Candidates for Rockingham County sheriff—Brian Harbor, Darren Wright and other entrants—spoke at length about crime, staffing and jail safety during a county forum.
Darren Wright, a retired state highway patrol first sergeant, highlighted culture change and outside partnerships as central to his plan. "We have to free deputies up to do their job," he said, arguing that lifting restrictions and restoring a culture of active enforcement will deter criminals.
Brian Harbor emphasized pay and retention as essential to building investigative capacity. He pointed to understaffed narcotics units and said more deputies and better compensation will improve response and proactive enforcement. "You need 12 narcotic officers; we have 3," Harbor said, urging county-commission cooperation to fund positions.

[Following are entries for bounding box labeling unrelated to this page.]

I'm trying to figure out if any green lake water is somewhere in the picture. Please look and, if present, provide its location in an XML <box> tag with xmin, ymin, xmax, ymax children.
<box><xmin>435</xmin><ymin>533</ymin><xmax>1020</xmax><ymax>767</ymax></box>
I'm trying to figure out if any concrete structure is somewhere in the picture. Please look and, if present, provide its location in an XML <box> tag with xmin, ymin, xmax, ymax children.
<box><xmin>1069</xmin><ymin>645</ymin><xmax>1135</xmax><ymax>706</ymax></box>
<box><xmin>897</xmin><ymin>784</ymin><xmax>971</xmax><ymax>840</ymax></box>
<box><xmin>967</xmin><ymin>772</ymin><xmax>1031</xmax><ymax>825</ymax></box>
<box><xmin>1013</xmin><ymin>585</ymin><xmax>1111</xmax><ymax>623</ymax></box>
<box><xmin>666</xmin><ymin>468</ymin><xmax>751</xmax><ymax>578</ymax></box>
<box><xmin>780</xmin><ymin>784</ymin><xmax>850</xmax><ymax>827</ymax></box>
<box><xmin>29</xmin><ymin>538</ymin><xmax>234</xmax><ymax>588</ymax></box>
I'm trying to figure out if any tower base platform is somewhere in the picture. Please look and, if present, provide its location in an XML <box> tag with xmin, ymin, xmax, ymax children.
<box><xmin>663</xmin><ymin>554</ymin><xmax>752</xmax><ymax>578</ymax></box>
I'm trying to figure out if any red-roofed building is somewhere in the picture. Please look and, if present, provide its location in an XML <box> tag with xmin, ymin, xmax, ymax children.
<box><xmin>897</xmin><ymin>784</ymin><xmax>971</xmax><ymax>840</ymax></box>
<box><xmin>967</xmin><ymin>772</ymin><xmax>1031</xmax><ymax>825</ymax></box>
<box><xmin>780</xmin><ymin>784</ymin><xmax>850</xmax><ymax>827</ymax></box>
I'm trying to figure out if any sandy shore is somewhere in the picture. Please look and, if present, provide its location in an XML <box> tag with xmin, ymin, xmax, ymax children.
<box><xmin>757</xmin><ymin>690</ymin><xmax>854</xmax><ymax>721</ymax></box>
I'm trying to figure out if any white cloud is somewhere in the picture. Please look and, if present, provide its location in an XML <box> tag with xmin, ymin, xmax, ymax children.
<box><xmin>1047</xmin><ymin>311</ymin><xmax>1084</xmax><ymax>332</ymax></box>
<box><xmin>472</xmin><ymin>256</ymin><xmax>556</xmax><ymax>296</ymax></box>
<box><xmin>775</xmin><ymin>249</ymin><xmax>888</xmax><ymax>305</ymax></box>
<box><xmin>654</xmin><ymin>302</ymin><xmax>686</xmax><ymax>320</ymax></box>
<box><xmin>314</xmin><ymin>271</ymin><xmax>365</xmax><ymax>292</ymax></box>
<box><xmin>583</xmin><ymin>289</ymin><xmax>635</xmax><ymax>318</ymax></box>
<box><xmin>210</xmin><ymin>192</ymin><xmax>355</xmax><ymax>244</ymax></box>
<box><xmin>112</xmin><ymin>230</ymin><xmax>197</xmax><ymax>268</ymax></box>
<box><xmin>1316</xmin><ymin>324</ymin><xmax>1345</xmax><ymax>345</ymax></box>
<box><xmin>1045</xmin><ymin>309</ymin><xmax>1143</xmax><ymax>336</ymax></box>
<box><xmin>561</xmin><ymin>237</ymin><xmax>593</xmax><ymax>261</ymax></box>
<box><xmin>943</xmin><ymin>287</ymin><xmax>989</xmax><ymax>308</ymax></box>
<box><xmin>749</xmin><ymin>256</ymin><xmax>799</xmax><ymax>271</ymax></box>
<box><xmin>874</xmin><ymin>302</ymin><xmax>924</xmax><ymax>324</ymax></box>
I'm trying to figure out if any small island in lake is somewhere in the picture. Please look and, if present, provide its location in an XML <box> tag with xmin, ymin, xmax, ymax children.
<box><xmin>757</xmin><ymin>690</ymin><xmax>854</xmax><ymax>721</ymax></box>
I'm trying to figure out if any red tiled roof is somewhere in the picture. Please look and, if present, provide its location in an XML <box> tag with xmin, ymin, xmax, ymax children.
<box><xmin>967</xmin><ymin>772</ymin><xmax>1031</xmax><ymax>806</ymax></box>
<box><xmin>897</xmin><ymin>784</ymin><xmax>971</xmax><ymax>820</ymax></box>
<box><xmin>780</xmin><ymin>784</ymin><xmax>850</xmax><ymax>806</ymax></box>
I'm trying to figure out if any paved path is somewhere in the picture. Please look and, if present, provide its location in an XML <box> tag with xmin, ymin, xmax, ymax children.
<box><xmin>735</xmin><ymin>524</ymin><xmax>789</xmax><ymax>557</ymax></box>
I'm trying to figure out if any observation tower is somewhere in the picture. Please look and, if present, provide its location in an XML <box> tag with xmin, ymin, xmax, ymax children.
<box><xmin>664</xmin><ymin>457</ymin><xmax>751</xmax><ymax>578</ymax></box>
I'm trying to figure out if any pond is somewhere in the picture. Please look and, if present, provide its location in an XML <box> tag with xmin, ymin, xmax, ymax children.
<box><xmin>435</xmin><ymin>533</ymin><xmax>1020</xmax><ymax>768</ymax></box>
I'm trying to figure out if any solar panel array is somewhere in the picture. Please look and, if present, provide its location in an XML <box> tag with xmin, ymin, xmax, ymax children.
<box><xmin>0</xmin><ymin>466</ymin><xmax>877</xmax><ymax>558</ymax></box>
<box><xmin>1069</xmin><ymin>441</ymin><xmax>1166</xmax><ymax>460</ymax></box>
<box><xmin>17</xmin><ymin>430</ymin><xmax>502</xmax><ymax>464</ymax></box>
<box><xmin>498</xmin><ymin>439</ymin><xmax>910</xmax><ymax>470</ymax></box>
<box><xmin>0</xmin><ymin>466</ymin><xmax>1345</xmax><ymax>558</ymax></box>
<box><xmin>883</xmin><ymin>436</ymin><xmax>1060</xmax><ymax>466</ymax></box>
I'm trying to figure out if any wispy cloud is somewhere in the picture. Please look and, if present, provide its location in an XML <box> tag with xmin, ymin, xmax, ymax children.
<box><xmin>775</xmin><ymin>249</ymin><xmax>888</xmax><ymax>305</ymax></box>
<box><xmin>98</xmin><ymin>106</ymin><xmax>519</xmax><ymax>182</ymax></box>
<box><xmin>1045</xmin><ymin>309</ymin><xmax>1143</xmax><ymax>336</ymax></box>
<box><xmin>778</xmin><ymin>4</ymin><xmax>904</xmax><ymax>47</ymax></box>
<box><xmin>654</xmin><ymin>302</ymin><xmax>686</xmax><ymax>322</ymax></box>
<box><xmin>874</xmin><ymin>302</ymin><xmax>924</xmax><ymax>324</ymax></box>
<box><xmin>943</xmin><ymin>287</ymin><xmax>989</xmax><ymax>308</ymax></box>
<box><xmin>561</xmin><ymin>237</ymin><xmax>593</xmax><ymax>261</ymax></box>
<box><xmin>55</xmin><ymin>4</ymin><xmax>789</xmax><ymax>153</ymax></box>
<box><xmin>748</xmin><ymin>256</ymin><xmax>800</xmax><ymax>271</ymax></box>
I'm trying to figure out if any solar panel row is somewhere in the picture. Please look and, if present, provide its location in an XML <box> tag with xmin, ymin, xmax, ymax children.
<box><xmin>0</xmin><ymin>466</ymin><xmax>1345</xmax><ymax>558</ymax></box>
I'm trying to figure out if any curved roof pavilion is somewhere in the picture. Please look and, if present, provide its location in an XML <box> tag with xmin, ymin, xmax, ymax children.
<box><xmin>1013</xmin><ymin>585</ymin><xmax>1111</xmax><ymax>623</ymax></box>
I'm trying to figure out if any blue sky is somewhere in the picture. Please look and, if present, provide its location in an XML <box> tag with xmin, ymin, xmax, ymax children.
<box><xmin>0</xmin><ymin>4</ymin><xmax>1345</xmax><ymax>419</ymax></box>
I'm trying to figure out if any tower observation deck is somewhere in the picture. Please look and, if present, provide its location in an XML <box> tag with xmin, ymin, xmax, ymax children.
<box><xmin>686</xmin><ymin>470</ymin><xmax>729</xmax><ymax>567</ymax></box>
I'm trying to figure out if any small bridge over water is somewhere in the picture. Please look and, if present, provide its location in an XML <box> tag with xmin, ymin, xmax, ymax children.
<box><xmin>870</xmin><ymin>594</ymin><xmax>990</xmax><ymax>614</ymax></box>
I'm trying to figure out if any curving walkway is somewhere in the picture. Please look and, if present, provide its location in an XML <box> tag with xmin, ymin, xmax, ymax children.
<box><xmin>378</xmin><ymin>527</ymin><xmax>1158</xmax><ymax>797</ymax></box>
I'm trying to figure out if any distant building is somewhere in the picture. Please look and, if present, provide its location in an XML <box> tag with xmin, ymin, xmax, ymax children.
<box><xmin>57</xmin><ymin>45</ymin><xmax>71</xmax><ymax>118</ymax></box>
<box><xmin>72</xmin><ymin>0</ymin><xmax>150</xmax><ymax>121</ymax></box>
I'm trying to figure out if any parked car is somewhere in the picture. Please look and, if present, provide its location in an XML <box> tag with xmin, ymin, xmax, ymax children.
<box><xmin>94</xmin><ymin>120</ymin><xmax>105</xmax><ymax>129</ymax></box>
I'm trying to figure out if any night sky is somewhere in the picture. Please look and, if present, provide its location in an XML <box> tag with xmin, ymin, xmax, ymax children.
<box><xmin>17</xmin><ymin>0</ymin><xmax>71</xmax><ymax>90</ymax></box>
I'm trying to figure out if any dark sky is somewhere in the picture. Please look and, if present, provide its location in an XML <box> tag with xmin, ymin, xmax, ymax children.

On jail safety, candidates proposed improving intake screening, training staff as drug-recognition experts, using K9 units to detect contraband, and expanding mental-health and chaplaincy services. Both Harbor and Wright pledged to keep or expand faith-based detention ministries and to coordinate mental-health counselors and substance-abuse programs at intake.
All candidates framed a priority around reducing overdose deaths, addressing human trafficking and building interagency task forces. They differed on emphasis—Wright stressed operational authority and external partners; Harbor stressed pay increases, equipment and training.
The candidates sought to reassure voters they would be accountable: Wright promised not to run again if crime did not decrease during his term; Harbor emphasized that he would not bring an outside 'team' into the office and stressed local continuity.
Voters will weigh these competing approaches—pay-and-retain versus culture-and-authority—when the sheriff's race advances to the primary.